A Missouri nonprofit has been ferociously attacked in liberal media, and its executive director threatened with his life, for its website that maps instances of “woke” behavior around the state.
Liberty Alliance, a 501(c)(4) formed in 2019 to promote conservative principles and Missouri values and to fight the growth of socialism, launched its “Woke Heat Map” May 19 to catalog instances of Critical Race Theory teaching and “grooming toddlers with sexually explicit books.”
“We’re trying to help parents,” says Liberty Alliance Executive Director Spencer Bone, “because we understand that, when these kids go to school, they’re in school for eight-plus hours a day. And what goes on in there matters a great deal. We want parents to have the transparency that they deserve.
“These are the people that are to be the next presidents of the United States, people who sit on the Supreme Court, local leaders, business owners, etc. What happens in these schools and universities matters a great deal to the future of our country. So, things are happening that are frankly out of line, and we want to bring people’s attention to it.
“We’re here to bring accountability and transparency.”
Besides instances of over-the-top “antiracist” teaching that seeks to race-blame young white students, Bone says Liberty Alliance has cataloged events on college campuses such as the defacing of a pro-life exhibit and the literal trashing of American flags at a 9-11 memorial.
If such actions can be inventoried in a beet-red state such as Missouri, what’s happening in purple and blue states? “I can’t even imagine,” Bone says. “If this is happening here, I think it speaks volumes about what’s happening elsewhere.”
Yet, a May 30 article in the liberal HuffPost branded Liberty Alliance as “far-right” and described the woke spot map as “chilling” and “disturbing.” The article, republished by Yahoo! News and followed by a similar article in Business Insider, doesn’t indicate how the cataloging of extreme politically correct activity is “chilling,” or what makes Liberty Alliance “far-right.”
Contrary to the far-left Southern Poverty Law Center, which actually brands conservative Christian organizations as hate groups in its “Hate Map” – including Alliance Defending Freedom, the Family Research Council and the American College of Pediatricians – the Liberty Alliance page makes no such assertions about liberal groups.
Moreover, the HuffPost article inexplicably ties the Woke Heat Map to “America’s mounting toll of school mass shootings” – despite the fact that none of the mass shootings have had anything to do with ideological debates over such things as school curricula. Nor does the Liberty Alliance map express any opinions or calls for action; it’s merely a hub for links to existing stories of woke activity in Missouri, Bone says.

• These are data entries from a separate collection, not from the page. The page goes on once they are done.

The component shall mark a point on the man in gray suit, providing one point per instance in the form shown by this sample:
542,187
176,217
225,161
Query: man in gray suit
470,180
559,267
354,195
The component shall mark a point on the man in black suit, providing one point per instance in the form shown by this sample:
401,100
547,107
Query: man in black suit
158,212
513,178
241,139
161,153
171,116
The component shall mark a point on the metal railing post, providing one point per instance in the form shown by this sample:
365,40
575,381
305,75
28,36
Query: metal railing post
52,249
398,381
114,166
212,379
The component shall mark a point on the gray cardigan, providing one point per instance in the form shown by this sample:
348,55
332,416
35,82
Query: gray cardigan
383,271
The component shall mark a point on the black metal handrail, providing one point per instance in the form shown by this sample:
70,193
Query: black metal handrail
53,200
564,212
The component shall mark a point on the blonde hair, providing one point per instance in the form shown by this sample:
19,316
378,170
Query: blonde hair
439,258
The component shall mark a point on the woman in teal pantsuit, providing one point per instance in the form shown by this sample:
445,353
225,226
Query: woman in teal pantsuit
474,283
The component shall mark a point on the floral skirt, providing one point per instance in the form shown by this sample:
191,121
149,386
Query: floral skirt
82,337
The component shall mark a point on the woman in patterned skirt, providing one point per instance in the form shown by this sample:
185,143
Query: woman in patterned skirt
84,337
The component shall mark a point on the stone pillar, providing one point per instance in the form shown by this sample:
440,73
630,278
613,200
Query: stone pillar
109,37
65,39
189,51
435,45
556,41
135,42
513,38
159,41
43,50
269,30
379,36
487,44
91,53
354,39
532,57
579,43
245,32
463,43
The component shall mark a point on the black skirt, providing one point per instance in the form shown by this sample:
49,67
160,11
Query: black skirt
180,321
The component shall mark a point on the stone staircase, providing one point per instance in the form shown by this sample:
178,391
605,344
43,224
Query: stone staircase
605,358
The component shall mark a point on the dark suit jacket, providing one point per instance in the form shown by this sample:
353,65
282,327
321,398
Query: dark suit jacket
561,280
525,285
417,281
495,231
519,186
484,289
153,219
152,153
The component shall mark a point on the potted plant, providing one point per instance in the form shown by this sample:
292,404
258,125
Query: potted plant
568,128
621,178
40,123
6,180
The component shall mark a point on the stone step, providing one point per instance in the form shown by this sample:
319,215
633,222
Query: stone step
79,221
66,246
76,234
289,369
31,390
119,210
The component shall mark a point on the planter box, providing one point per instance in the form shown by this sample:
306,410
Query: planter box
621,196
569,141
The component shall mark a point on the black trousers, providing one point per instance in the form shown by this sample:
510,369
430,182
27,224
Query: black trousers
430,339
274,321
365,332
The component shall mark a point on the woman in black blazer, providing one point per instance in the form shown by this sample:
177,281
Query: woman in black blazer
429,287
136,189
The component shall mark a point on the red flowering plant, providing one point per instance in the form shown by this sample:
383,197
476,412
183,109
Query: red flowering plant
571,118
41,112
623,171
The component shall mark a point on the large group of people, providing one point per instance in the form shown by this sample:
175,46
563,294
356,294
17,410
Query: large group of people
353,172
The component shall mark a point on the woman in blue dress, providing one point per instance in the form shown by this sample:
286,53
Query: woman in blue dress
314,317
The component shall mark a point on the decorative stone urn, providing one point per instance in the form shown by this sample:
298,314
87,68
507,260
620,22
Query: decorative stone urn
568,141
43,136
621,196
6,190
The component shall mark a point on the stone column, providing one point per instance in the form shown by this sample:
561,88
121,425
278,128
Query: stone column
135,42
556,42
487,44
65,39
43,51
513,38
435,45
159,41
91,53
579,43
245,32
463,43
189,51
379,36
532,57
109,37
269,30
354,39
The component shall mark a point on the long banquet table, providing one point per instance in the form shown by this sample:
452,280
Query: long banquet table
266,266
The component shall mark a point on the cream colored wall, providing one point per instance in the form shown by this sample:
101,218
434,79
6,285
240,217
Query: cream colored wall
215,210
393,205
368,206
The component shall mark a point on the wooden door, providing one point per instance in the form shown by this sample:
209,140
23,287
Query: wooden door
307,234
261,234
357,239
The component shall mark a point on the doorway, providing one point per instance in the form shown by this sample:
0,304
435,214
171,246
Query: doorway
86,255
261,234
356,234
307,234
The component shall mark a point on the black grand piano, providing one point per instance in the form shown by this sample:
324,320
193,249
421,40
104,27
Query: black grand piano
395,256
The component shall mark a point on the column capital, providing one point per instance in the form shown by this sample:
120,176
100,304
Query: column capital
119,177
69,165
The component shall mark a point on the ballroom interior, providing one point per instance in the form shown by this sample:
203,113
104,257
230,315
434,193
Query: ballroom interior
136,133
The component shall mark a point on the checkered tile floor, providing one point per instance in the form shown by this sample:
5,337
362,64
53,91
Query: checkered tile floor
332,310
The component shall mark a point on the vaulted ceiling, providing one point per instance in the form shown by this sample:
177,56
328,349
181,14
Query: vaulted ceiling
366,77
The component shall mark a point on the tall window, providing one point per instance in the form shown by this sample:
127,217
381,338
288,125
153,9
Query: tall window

Fact is, he argues, the overreaction to the site and the hyperbole in the HuffPost piece has infinitely more potential to incite violence.
Indeed, Bone says he can’t count the number of death threats he’s been the target of, among the “hundreds and hundreds of hateful, disgusting and disturbing messages” the organization has received since the HuffPost article was published.
One message told Bone he should record his suicide on YouTube, and added that would give the sender sexual gratification. Another message said the site has been reported to the FBI, adding, “Get f—-d, rednecks.”
“They’re the ones saying that we’re dangerous, which is crazy because they’re the ones who are threatening us,” Bone says.
Will the ugly backlash intimidate Liberty Alliance into doing something different?
“No,” Bone says adamantly. “I think this just shows exactly why this is necessary. I think it validates everything that we’re doing.
“I think we’re on the right side of this.”